Sexual assault patients should be treated prophylactically for STDs, not tested, Hohenhaus recommends. "What you are testing at this time is the victim. If they are positive at the time of the exam, this may be discovered at court and may be used against her," she says. "By the time a search warrant is obtained for the assailant to be tested, he can have been tested and treated confidentially."
Instead, refer patients to a private doctor or the health department for further testing, Hohenhaus advises. "The CDC still does not recommend HIV prophylaxis for victims of sexual assault unless there is a known infected perpetrator," she notes. "This applies to adult victims."

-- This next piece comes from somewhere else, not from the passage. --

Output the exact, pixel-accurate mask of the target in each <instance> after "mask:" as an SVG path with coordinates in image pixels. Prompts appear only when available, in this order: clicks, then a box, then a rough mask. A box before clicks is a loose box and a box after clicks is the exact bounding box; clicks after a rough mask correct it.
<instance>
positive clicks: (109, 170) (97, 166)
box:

• Emergency contraception is offered to all patients, and all are tested for pregnancy. "Generally speaking, we offer two tablets of Ovral at the exam with two to be taken 12 hours later," says Hohenhaus. "We also give them something to keep them from vomiting, as we have had women tell us they often can’t keep the second dose down, especially after all of the meds we give for STD prophylaxis."
References
1. Resnick HS, Acierno R, Kilpatrick DG. Health impact of interpersonal violence: Medical and mental health outcomes. Behav Med 1997;23:79-85.
2. Ledray L, Simmelink K. Efficacy of SANE evidence collection: A Minnesota study. J Emerg Nurs 1997;23:75-77.
3. Ledray L. November 1984 dissertation. The impact of rape and the relative efficacy of guide to goals and supportive counseling as treatment models for rape victims.